How We Use Datadog for Detection as Code | Datadog

How we use Datadog for detection as code

Author Christine Le
Author Christopher Camacho

Published: October 11, 2024

Detection as code (DaC) is a methodology that treats threat detection logic and security operations processes as code. It involves applying software engineering best practices to implement and manage detection rules and response runbooks. This approach addresses many of the pain points associated with traditional security operations, such as:

  • Version control: As the number of detection rules increases and creators change over time, it is vital to keep a source of truth, have transparency in rule changes, and understand motivations behind the changes. Defining detection rules as code allows teams to use version control systems like Git, so that multiple team members can contribute, review, and improve detection logic in a centralized and coordinated manner.
  • Consistency of review and approval: DaC standardizes detection logic, ensuring consistency and reducing the chances of gaps in security coverage. Passing tests and quality checks before releasing to production saves security responders from floods of faulty alerts or inactionable signals.
  • Maintenance at scale: As organizations grow, so do the volume and complexity of their security data. Rules defined as code support multi-file edits and large redeployments (e.g., pushing the same set of rules to multiple environments) in a single step, making it easier to scale detection efforts in line with organizational growth.

At Datadog, we’ve also experienced these same pain points, which has led us to adopt the DaC methodology. Our Threat Detection team dogfoods our own products—including Cloud SIEM, Application Security Management (ASM), and Cloud Security Management (CSM)—to implement DaC across our complex, microservice-based infrastructure.
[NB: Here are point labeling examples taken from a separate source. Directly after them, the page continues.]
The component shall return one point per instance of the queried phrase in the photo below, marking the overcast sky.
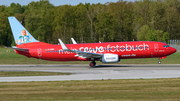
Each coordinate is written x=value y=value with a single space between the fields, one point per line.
x=58 y=2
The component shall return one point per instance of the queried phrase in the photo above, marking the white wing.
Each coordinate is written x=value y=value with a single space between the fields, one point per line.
x=80 y=53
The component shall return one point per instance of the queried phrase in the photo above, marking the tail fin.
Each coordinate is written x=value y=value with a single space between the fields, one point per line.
x=21 y=35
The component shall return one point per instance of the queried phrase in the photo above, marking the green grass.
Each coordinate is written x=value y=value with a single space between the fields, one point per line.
x=13 y=58
x=29 y=73
x=102 y=90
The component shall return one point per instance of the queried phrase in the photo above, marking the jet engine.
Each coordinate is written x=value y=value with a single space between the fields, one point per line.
x=110 y=58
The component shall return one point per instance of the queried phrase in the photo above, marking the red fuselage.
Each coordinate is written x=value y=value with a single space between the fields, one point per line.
x=125 y=50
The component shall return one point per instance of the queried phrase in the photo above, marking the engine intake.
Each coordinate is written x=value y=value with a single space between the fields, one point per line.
x=110 y=58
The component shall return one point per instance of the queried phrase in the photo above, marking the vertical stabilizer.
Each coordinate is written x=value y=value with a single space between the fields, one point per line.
x=21 y=35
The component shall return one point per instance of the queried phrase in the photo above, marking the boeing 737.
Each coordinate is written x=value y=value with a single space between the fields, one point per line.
x=106 y=52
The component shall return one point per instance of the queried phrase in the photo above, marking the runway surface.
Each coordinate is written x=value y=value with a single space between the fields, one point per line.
x=84 y=72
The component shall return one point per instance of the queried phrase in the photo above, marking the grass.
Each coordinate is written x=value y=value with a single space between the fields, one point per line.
x=13 y=58
x=102 y=90
x=29 y=73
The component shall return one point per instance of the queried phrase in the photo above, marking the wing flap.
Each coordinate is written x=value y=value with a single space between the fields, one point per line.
x=80 y=53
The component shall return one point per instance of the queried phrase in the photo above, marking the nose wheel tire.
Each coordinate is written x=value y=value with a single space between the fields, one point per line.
x=92 y=64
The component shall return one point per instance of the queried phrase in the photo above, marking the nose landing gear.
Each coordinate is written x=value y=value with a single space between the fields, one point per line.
x=92 y=64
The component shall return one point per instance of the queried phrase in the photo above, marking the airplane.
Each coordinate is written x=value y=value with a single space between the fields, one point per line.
x=106 y=52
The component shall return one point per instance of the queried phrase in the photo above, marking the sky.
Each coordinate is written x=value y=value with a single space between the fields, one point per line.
x=58 y=2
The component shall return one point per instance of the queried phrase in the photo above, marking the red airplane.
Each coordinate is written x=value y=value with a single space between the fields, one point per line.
x=108 y=52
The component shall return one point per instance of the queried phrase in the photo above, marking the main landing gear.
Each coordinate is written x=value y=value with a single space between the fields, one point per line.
x=92 y=64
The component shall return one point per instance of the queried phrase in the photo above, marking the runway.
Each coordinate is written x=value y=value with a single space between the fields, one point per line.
x=84 y=72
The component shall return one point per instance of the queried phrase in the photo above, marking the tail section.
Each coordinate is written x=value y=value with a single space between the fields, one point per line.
x=21 y=35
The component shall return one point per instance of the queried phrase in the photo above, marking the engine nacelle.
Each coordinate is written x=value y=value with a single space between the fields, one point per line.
x=110 y=58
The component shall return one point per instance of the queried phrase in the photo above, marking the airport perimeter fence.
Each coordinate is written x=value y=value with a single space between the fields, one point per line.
x=175 y=44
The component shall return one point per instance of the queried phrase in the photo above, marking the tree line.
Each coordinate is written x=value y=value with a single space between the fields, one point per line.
x=144 y=20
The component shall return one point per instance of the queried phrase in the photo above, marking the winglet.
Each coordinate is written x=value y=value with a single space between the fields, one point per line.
x=74 y=42
x=21 y=35
x=63 y=45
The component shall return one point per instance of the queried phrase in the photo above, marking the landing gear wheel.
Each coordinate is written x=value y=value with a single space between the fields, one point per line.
x=159 y=62
x=92 y=64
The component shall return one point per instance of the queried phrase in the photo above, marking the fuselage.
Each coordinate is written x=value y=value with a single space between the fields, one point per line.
x=125 y=50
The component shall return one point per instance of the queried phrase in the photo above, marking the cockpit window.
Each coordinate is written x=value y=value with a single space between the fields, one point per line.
x=166 y=46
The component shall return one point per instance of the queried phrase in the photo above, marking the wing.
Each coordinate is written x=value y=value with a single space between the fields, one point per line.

In this post, we’ll walk through how we use the Datadog platform to implement and maintain DaC, including how we write detection rules, our repository structure, our CI/CD pipeline, and our detection development flow.

How we write detection rules

Our Threat Detection team uses Datadog log query and Agent expression syntax to write detection rules that run across Cloud SIEM, ASM, and CSM. These rules detect indicators of potential security issues in our logs (Cloud SIEM), application runtimes (ASM), and workload runtimes (CSM), respectively.

We write these detection rules in Terraform using Datadog’s Terraform provider. Terraform creates the detection rules as resources, similar to software infrastructure. Adopting this infrastructure-as-code approach for detection rules allows the team to:

  • Push a rule once and see the rule deployed across multiple organizations
  • Define rules in a single place and selectively choose which organizations rules are deployed to
  • Prevent drift and guarantee a state of truth

Our repository structure

Our repository houses the Terraform resources and tooling to manage detection rules at Datadog. The repository is divided into the following directories: rules, organizations, and tests.

├── rules
├── organizations
├── tests
├── .gitlab-ci.yml
└── README.md

Rules

All rules are defined as individual Terraform files, and each rule declares its product type (i.e., Cloud SIEM, ASM, or CSM). The rules are also grouped by data source. We define data source as the origin of the logs or events that the rules are based on. Here’s a glimpse of what that looks like:

rules
├── asm				// Application Security Monitoring
│   ├── credential_stuffing.tf
│   ├── config.tf
├── azure				// Azure control plane
│   ├── permission_elevation.tf
│   ├── config.tf
├── cws				// Cloud Security Management (runtime)
│   ├── modify_authorized_keys.tf
│   └── config.tf
├── github				// Github activity
│   ├── clone_repos.tf
│   └── config.tf
└── k8s				// Kubernetes control plane
    ├── access_secrets.tf
    └── config.tf

Within each data source’s directory is a config.tf Terraform module that allows us to reuse the same rule definitions and deploy them to multiple Datadog instances.

// config.tf

terraform {
  required_providers {
    datadog = {
      source = "DataDog/datadog"
    }
  }

  required_version = ">= 1.0.3"
}

Within a rule’s Terraform file, the same query used in Datadog log search or Agent expression is embedded within a resource definition and set with conditions for generating signals.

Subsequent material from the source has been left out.